Я опустил голову под перекрестным огнем множества глаз.
— Я спасу твою душу, — пообещала она мне истошным голосом.
Пьяница с большим трудом оторвал от земли ногу в дырявом сапоге и показал его проповеднице.
— Сапог и то спасти не могла, — крикнул он.
— Иисус дарует вам венец жизни, — ликующе возгласила проповедница.
Вперед протискался однорукий мужчина; грязь и какой-то странный пух следы вчерашней ночлежки — покрывали его впавшие, заросшие щетиной щеки. Он диким голосом заорал:
— Берите мою жизнь, Христа ради, берите. И поскорее. На что мне она нужна.
— Бог сказал… — продолжала проповедница.
— Он не говорил, что курить нельзя, — прервал ее пьяница.
-..что богачи со всем своим серебром и златом будут гореть в адском огне, — закончила она на высокой ноте.
— Вы послушайте меня, — снова заговорил однорукий.
— Убирайся прочь, — закричала великанша, приближаясь к нему, — рехнулся ты, что ли?
Подняв словно для защиты единственную руку, он нырнул в толпу.
— Бог еще может сделать из тебя человека, — крикнула ему вслед проповедница, — ты еще встанешь на ноги.

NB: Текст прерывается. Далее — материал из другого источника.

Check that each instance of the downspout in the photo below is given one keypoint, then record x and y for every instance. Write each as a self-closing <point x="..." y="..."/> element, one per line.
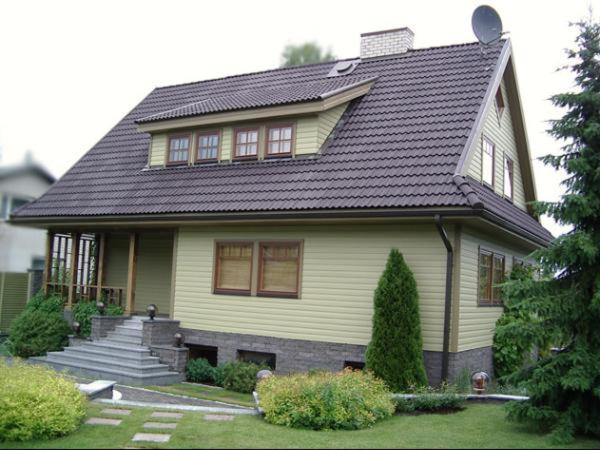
<point x="448" y="299"/>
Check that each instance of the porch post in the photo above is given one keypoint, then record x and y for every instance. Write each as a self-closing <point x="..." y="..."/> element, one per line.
<point x="100" y="273"/>
<point x="73" y="269"/>
<point x="48" y="262"/>
<point x="131" y="272"/>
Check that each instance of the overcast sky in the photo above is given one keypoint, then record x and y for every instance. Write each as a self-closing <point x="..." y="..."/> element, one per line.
<point x="70" y="70"/>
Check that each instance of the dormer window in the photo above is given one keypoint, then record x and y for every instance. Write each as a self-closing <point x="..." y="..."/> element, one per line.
<point x="246" y="143"/>
<point x="208" y="146"/>
<point x="179" y="148"/>
<point x="279" y="140"/>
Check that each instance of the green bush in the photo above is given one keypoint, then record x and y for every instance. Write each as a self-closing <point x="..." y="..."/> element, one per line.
<point x="240" y="376"/>
<point x="35" y="332"/>
<point x="83" y="312"/>
<point x="348" y="400"/>
<point x="37" y="403"/>
<point x="395" y="353"/>
<point x="431" y="400"/>
<point x="199" y="370"/>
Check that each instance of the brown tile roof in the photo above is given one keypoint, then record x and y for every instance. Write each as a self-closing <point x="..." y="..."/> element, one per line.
<point x="396" y="147"/>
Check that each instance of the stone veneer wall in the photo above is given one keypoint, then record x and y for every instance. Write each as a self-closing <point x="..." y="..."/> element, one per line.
<point x="294" y="355"/>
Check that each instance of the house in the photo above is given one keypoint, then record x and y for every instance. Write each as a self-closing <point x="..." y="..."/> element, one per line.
<point x="258" y="210"/>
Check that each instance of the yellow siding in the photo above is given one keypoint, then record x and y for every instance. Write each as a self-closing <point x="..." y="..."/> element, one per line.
<point x="341" y="267"/>
<point x="500" y="132"/>
<point x="158" y="149"/>
<point x="154" y="270"/>
<point x="477" y="323"/>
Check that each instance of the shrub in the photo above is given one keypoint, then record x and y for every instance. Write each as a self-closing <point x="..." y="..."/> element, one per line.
<point x="34" y="333"/>
<point x="37" y="403"/>
<point x="240" y="376"/>
<point x="395" y="353"/>
<point x="83" y="312"/>
<point x="348" y="400"/>
<point x="199" y="370"/>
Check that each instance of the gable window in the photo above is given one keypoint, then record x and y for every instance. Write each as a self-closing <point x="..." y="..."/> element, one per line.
<point x="279" y="140"/>
<point x="179" y="148"/>
<point x="279" y="268"/>
<point x="487" y="162"/>
<point x="499" y="102"/>
<point x="208" y="146"/>
<point x="491" y="274"/>
<point x="508" y="177"/>
<point x="233" y="271"/>
<point x="246" y="143"/>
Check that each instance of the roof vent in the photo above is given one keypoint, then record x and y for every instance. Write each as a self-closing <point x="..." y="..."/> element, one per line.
<point x="343" y="68"/>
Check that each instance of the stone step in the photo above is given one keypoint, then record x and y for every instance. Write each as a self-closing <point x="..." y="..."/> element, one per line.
<point x="120" y="376"/>
<point x="96" y="352"/>
<point x="80" y="360"/>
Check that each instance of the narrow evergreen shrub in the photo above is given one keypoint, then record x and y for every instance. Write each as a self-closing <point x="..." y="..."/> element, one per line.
<point x="84" y="310"/>
<point x="37" y="403"/>
<point x="348" y="400"/>
<point x="199" y="370"/>
<point x="395" y="353"/>
<point x="35" y="332"/>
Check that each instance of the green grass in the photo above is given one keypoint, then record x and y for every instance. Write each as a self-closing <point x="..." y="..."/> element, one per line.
<point x="207" y="393"/>
<point x="478" y="426"/>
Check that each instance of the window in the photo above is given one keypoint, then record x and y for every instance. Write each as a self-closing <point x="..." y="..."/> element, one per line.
<point x="499" y="102"/>
<point x="279" y="266"/>
<point x="279" y="140"/>
<point x="208" y="146"/>
<point x="491" y="274"/>
<point x="246" y="143"/>
<point x="179" y="149"/>
<point x="233" y="271"/>
<point x="487" y="162"/>
<point x="508" y="178"/>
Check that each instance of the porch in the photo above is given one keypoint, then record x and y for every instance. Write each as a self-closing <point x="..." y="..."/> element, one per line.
<point x="131" y="269"/>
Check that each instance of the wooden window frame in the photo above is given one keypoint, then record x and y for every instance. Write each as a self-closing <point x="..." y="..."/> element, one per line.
<point x="172" y="137"/>
<point x="272" y="126"/>
<point x="263" y="293"/>
<point x="493" y="302"/>
<point x="485" y="140"/>
<point x="199" y="135"/>
<point x="512" y="178"/>
<point x="216" y="269"/>
<point x="236" y="131"/>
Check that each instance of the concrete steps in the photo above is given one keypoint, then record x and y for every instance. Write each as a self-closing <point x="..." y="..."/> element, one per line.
<point x="120" y="357"/>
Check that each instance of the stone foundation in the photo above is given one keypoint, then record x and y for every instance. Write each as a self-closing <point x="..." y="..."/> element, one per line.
<point x="294" y="355"/>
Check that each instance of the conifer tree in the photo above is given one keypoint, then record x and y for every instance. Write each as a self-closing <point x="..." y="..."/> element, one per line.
<point x="564" y="386"/>
<point x="395" y="353"/>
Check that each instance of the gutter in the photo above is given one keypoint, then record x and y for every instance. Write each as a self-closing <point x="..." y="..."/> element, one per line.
<point x="448" y="296"/>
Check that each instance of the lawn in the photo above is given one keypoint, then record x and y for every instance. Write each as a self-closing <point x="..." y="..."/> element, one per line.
<point x="206" y="393"/>
<point x="479" y="426"/>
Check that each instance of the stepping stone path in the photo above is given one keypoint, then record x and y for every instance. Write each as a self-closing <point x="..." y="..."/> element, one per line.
<point x="103" y="421"/>
<point x="218" y="418"/>
<point x="117" y="412"/>
<point x="148" y="437"/>
<point x="160" y="425"/>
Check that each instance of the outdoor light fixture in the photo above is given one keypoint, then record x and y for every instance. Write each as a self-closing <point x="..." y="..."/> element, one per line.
<point x="480" y="381"/>
<point x="152" y="310"/>
<point x="101" y="307"/>
<point x="179" y="339"/>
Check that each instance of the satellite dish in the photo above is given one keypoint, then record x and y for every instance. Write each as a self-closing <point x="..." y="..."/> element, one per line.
<point x="487" y="25"/>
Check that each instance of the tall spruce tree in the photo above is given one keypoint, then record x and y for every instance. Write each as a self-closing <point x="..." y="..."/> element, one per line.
<point x="564" y="387"/>
<point x="395" y="353"/>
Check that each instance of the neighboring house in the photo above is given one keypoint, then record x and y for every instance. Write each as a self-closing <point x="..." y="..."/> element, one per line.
<point x="259" y="209"/>
<point x="21" y="248"/>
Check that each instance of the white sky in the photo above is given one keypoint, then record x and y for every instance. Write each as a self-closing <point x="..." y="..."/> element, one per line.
<point x="70" y="70"/>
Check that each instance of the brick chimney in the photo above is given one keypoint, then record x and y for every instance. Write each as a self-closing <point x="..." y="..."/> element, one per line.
<point x="386" y="43"/>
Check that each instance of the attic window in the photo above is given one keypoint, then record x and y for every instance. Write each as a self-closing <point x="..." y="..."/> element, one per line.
<point x="499" y="102"/>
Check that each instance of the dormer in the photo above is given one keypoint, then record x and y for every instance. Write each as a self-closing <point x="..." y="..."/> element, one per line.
<point x="290" y="121"/>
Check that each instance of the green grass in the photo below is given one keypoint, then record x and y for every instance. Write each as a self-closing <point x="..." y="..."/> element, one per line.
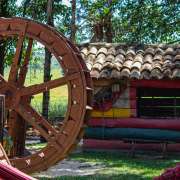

— Дожидайся, — огрызнулся он с насмешкой. Маленькая женщина с острым личиком тронула меня за рукав и тихо сказала:
— Дай докурить.
Я протянул ей пачку сигарет. Взяв одну, она зашептала с жаром:
— Желаю тебе счастья. Я буду молиться Спасителю, чтобы он тебе помог. Боже милостивый… Желаю тебе удачи. Я помолюсь за тебя.
Она возвела глаза к небу и снова опустила их. Однорукий, пробираясь сквозь толпу, грубо толкнул ее, и она тут же набросилась на него:
— Чтоб тебе никогда счастья не было, — крикнула она злобно. — Чтоб ты пропал. Господь тебя накажет.
— И подумать, что всего лишь девятнадцать веков назад он был здесь, на земле, — сказал пьянчужка в ответ на какое-то восклицание пророчицы.
— А знаешь, почему его нет среди нас, — отозвалась она торжествующе. Он ждет, чтобы трубный глас возвестил конец света.
И проповедница стала раскачиваться как в трансе.
— Отрекитесь от всякой скверны! Отрекитесь от нее! — Тут она с неожиданной силой взвизгнула: — Близок конец! Все мы скоро умрем.
Это мрачное пророчество вывело пьяницу из состояния задумчивости, в которое он на время погрузился. Он посмотрел на проповедницу, разинув рот, затем повернулся ко мне и сказал испуганно:
— А ведь в этом что-то есть.
— Придите ко мне все страждущие… — продолжала проповедница.
— Со мной что-то произошло, клянусь богом. Я узрел свет истины, — вдруг объявил пьяница.
— На Грэйс милость господня.
Высокая женщина приблизилась ко мне и, наклонившись, шепнула на ухо:
— Знаешь, Грэйс Дарлинг написала книгу.
— Да что вы?! — сказал я.
— А ты, видать, писатель?
— Пописываю немного.
На лице ее появилось заговорщическое выражение. В глубине глаз словно приоткрылось окошко, затем она сощурилась и спросила шепотом:
— Хочешь пойти ко мне на ночь?
— Нет, спасибо, — ответил я.
Выражение ее лица тотчас же изменилось, окошко захлопнулось, и она сказала:
— Нет так нет.
— …Значит, ты — писатель, — продолжала она уже совсем другим тоном. Я тоже. Читал когда-нибудь «Тэсс из страны бурь»?
— Читал.
— Это я написала.
— Хорошая вещь, — заметил я.
Тем временем проповедница, закончив тираду, сошла со своей «трибуны». Великанша положила одну руку на ее поникшие плечи, другую — на мои и сказала:
— Надо нам троим как-нибудь собраться и помолиться богу отдельно, без всяких там пьянчужек и прочей швали.
Но тут ее тронул за плечо тот самый пьянчуга.
— Хочешь выпить? — прошептал он. — Я раздобыл бутылочку.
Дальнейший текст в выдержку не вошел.